Turkish Foreign Minister Mevlut Cavusoglu (R) and Palestinian Foreign Minister Riyad al-Maliki (L) hold a joint press conference after a signing ceremony of delivery protocol of a grant agreement between Turkey and State of Palestine, in Antalya, Turkey on February 3, 2018.
The Turkish foreign minister on Saturday criticzsed the U.S. decision to add Hamas chief Ismail Haniyeh’s name in its terror list.
Speaking at a joint news conference with his Palestinian counterpart Riyad al-Maliki in the southern Antalya province, Mevlüt Çavuşoğlu said the timing of the U.S. decision was “suspicious”.
On Wednesday, the U.S. government dubbed Haniyeh a “specially designated global terrorist” and imposed a raft of sanctions against him.
"They took this decision at a time when unity inside Palestine has started to be secured," Cavusoglu said, referring to the reconciliation process between Fatah and Hamas.
He said Hamas had participated in the 2005 elections, which was observed by Parliamentary Assembly of Council of Europe and was evaluated to be democratic and transparent.
Since then, the foreign minister added, Hamas has acted on political grounds.
"If the U.S. is so sensitive about terrorism, they should cut their support to the YPG/PKK terror organization. This decision is another example of the U.S.’s double standards on the issue of terrorism," Cavusoglu said.
The PKK -- recognized as a terrorist group by the U.S., EU, and Turkey -- has taken 40,000 lives in its 30-year terrorist campaign against Turkey.
Despite Turkey documenting how the PYD/PKK and YPG/PKK are Syrian offshoots of the PKK, the U.S. has supported the terror groups as “reliable allies” in its fight against Daesh.
On Jan. 20, Turkey launched Operation Olive Branch to clear PYD/PKK and Daesh terrorists from Afrin, northwestern Syria.
According to the Turkish General Staff, the operation aims to establish security and stability along Turkey’s borders and the region as well as to protect Syrians from terrorist oppression and cruelty.

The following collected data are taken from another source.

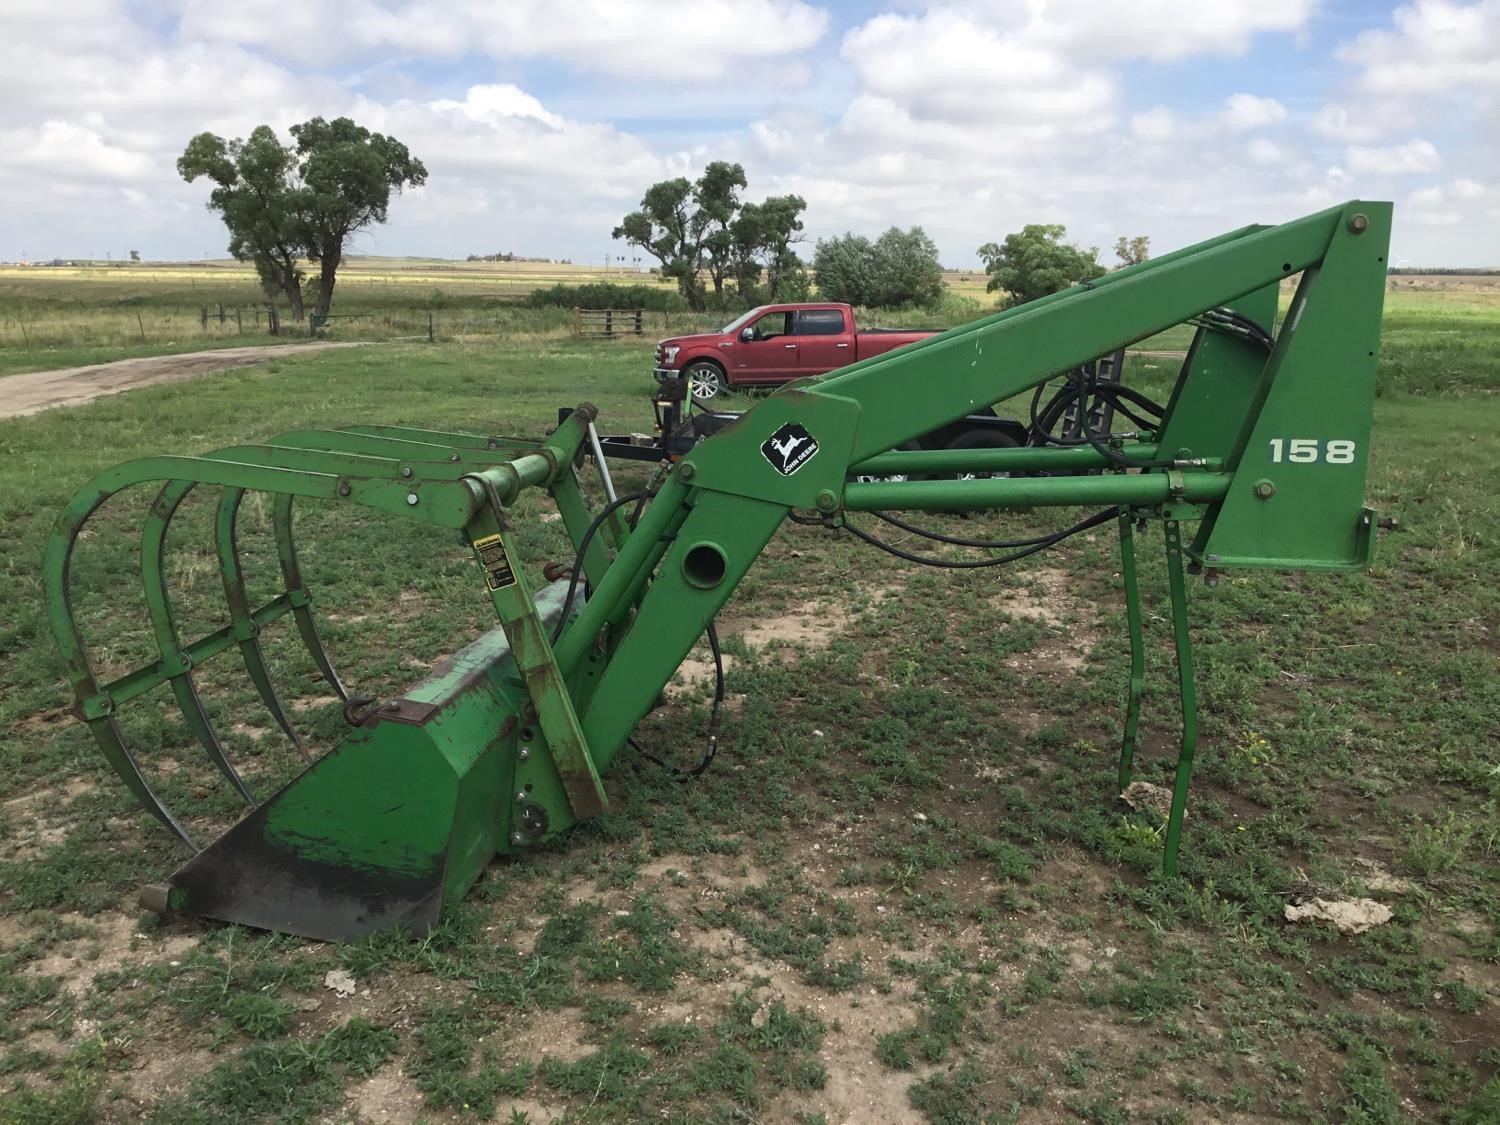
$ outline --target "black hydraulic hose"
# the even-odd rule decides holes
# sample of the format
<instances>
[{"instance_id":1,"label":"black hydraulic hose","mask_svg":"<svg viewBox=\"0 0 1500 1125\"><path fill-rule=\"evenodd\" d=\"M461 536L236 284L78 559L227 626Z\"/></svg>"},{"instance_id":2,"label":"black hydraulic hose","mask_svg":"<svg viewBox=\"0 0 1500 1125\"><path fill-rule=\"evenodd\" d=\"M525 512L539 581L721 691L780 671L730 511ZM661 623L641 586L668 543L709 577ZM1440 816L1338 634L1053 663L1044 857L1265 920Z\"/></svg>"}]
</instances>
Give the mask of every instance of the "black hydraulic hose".
<instances>
[{"instance_id":1,"label":"black hydraulic hose","mask_svg":"<svg viewBox=\"0 0 1500 1125\"><path fill-rule=\"evenodd\" d=\"M714 622L710 621L708 623L708 628L704 630L704 633L708 637L709 651L713 653L714 657L714 709L713 714L709 716L708 720L708 745L704 748L702 759L690 770L678 769L676 766L668 765L662 761L637 742L634 737L626 739L631 747L635 749L636 753L640 754L648 762L660 766L678 781L695 781L702 777L708 771L708 767L713 765L714 758L719 753L719 723L724 717L724 699L726 695L724 691L724 652L719 648L719 631L714 627Z\"/></svg>"},{"instance_id":2,"label":"black hydraulic hose","mask_svg":"<svg viewBox=\"0 0 1500 1125\"><path fill-rule=\"evenodd\" d=\"M998 557L988 559L939 559L933 558L930 555L914 555L909 551L903 551L900 547L897 547L893 543L887 543L883 539L877 539L875 536L861 531L859 528L855 527L851 523L848 523L847 521L844 524L844 529L852 534L855 538L863 540L870 546L877 547L887 554L896 556L896 558L898 559L905 559L907 562L919 563L922 566L935 566L942 570L979 570L983 567L1004 566L1007 563L1018 562L1019 560L1026 558L1028 555L1034 555L1039 551L1045 551L1048 547L1056 546L1058 543L1061 543L1064 539L1067 539L1071 535L1077 535L1079 532L1087 531L1091 527L1098 527L1101 524L1108 523L1118 514L1118 508L1105 508L1102 511L1095 512L1087 519L1080 520L1072 527L1067 527L1061 531L1056 531L1051 535L1045 536L1043 539L1025 548L1024 550L1015 551L1008 555L1000 555Z\"/></svg>"},{"instance_id":3,"label":"black hydraulic hose","mask_svg":"<svg viewBox=\"0 0 1500 1125\"><path fill-rule=\"evenodd\" d=\"M617 509L636 501L644 504L653 495L655 494L644 490L641 492L629 492L624 496L616 497L599 509L599 514L594 517L594 522L589 524L588 530L583 533L583 538L578 541L578 549L573 554L573 573L568 576L568 596L563 599L563 611L558 616L556 627L552 630L553 644L556 644L558 638L562 636L563 627L568 622L568 608L573 604L573 595L578 592L578 576L583 573L583 555L589 549L589 543L593 540L595 534L604 526L604 521ZM636 515L639 514L640 509L637 507Z\"/></svg>"},{"instance_id":4,"label":"black hydraulic hose","mask_svg":"<svg viewBox=\"0 0 1500 1125\"><path fill-rule=\"evenodd\" d=\"M929 527L918 527L916 524L907 523L898 516L889 512L871 511L870 515L878 520L899 527L902 531L909 531L913 535L920 535L923 539L931 539L934 543L947 543L953 547L977 547L989 551L1008 551L1016 547L1034 547L1038 543L1049 542L1054 532L1044 535L1034 535L1030 539L965 539L959 535L944 535L941 531L933 531ZM801 521L799 521L801 522ZM821 521L813 520L813 523Z\"/></svg>"}]
</instances>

The operation is being carried out under the framework of Turkey's rights based on international law, UN Security Council resolutions, its self-defense rights under the UN charter, and respect for Syria's territorial integrity, it said.
The military also said only terror targets are being destroyed and that the "utmost care" is being taken to avoid harming civilians.
Earlier, Çavuşoğlu and al-Maliki signed a document revealing that Turkey has transferred $3.5 million of $10 million agreed upon in 2017, to Palestine.
The donation agreement between Turkey and Palestine was signed on Sept. 15, 2017 and it was published in the Turkish official gazette on Dec. 14. It aims to help social and economic development of Palestine.
Çavuşoğlu said Ankara would continue supporting development projects in Palestine.